Dalam tahap kedua, anak menilai perilaku atas dasar tujuan yang
mendasarinya. Tahap ini biasanya dimulai antara usia 7 atau 8 tahun dan berlanjut
hingga usia 12 tahun atau lebih. Gagasan yang kaku dan tidak luwes tentang benar
salah perilaku mulai dimodifikasi. Anak mulai mempertimbangkan keadaan tertentu
yang berkaitan dengan suatu pelanggaran moral.

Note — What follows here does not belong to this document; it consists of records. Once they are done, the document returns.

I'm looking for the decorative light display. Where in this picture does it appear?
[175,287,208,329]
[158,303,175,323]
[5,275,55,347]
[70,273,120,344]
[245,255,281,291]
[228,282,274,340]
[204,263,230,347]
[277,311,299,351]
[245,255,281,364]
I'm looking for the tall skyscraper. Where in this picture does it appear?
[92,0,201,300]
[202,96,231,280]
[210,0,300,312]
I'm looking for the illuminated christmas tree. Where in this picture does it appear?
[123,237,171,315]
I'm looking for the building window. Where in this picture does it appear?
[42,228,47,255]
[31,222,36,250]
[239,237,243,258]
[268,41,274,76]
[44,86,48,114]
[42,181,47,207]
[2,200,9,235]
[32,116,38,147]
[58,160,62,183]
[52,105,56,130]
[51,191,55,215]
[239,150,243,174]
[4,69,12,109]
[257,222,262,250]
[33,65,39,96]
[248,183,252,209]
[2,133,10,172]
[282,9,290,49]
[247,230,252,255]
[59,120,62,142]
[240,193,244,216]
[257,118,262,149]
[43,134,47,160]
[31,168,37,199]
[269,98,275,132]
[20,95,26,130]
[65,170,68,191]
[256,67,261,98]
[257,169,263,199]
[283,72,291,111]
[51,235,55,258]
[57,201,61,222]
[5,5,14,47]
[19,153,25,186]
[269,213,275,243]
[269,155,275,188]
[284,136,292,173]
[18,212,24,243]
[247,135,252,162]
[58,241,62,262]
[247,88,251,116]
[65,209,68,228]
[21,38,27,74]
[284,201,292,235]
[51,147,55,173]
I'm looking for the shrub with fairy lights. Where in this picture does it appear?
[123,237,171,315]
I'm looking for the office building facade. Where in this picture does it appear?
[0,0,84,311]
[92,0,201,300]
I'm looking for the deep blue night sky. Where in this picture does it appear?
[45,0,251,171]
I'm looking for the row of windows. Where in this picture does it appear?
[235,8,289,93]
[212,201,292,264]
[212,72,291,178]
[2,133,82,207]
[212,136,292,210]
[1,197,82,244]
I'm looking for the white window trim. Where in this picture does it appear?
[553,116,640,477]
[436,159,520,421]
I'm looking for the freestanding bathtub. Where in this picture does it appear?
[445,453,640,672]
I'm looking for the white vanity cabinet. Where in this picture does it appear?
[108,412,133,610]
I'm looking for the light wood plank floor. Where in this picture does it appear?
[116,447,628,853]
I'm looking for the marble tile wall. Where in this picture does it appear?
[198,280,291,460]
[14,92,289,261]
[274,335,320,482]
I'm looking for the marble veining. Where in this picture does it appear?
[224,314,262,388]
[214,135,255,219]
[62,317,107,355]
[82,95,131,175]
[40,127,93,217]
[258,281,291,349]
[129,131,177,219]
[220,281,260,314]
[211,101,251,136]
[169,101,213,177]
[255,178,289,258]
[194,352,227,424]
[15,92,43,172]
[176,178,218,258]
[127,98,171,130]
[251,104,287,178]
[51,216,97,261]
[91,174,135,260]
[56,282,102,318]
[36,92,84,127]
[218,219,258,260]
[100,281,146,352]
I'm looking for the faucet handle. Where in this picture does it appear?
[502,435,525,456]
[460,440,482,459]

Tahap Perkembangan Moral Kohlberg
Kohlberg mengemukakan ada tiga tahap perkembangan moral, yaitu:
10
1. Tingkat moralitas prakonvensional
Pada tahap ini perilaku anak tunduk pada kendali eksternal. Dalam
tahap pertama tingkat ini anak berorientasi pada kepatuhan dan hukuman, dan
moralitas suatu tindakan pada akibat fisiknya. Pada tahap kedua tingkat ini,
anak menyesuaian terhadap harapan sosial untuk memperoleh penghargaan.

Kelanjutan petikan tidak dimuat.